For any UK business that sends and receives payments over the internet – which in today’s digital world will be near enough all of them – the security of those payments is always a top priority.
That’s why the majority will use the Bacs (formerly Bankers’ Automated Clearing Services) system to process payments such as payroll and collect direct debits, as it is a scheme that is controlled and protected through strict levels of security.

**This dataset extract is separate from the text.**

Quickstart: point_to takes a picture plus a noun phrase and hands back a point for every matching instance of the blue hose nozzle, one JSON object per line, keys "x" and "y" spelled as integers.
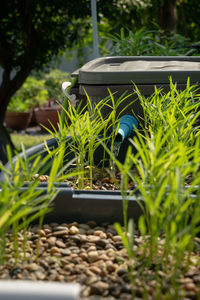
{"x": 127, "y": 125}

However, it’s a timely moment to mention that the UK payments sector is undergoing major changes which all businesses should be aware of. In just five months’ time, the payment industry and internet community will be upgrading its security – called SHA-256 and TLS.1.1/TLS.1.2 respectively – to protect payment files from potential outside interference and threats.
What is SHA-256?
SHA-256, an acronym for Secure Hashing Algorithm, is a piece of software that is brand new to the payments scene. This extremely sophisticated method of internet security is now being adopted by the likes of Google, Microsoft, and the majority of the internet community. Replacing the old SHA-1 software, SHA-256 has several security benefits:
• SHA-256 ensures that data files have not been tampered with or changed by external sources.
• It does this by using a single line of verifiable code, which takes the form of a digital signature.
• It is much stronger than SHA-1 from a cryptographical point of view or, in layman’s terms, it uses a secret coded language to ensure no one can read it. This means that it can be attacked again and again, and puts up a much stronger defence than SHA-1.
What is TLS 1.1/TLS 1.2?
TLS stands for Transport Layer Security, and is used to create a secure connection between both the company’s internet browser and the Bacs Payment Services website, and between its payment software and Bacs.
UK treasurers may already be familiar with a piece of technology called Secure Sockets Layer, better known as SSL, which provides protection when payments are being made through the internet. Essentially TLS 1.1 and TLS 1.2 will replace SSL, which is becoming more vulnerable against external threats.
What does this mean for Bacs users?
In June 2016, the security updates outlined above will come into effect. Should the finance or treasury department’s computer operating system, internet browser or the software used to make payments no longer be compatible, then the company will not be able to collect direct debits or make payments to suppliers or staff.
So it is incredibly important that businesses take steps to ensure that they are still protected. For the majority of people, who will use operating systems such as Windows or browsers such as Google Chrome, the updates will be taken care of for them by Google or Microsoft.
However, some checks will need to be done on the part of all financial professionals to ensure that the company’s Bacs-approved software is compatible with the new updates. This can just take the form of a simple check by the user with their provider as, for example, for users of a cloud-based direct debit system, the update may take place automatically. However, this will not be the case for everyone.
What comes next?
Businesses have five months to ensure that they have everything in order and should take the following steps:
If you are a direct submitter into the Bacs system:
Speak to your IT Helpdesk to understand if you need to upgrade your IT infrastructure as TLS and SHA-2 are not supported on all computer operating systems and browsers. Also ensure your Bacs software is compliant with the new security protocols.
If you are an indirect submitter:
It is strongly advised that you check that your bureau has implemented these new security protocols. Anyone who retrieves their Bacs messages from the payment services website should check to see if their operating systems and browsers are compatible.
Given that cashflow is the lifeblood of every business across the world, being unprepared for a payments change like this could cause serious disruption.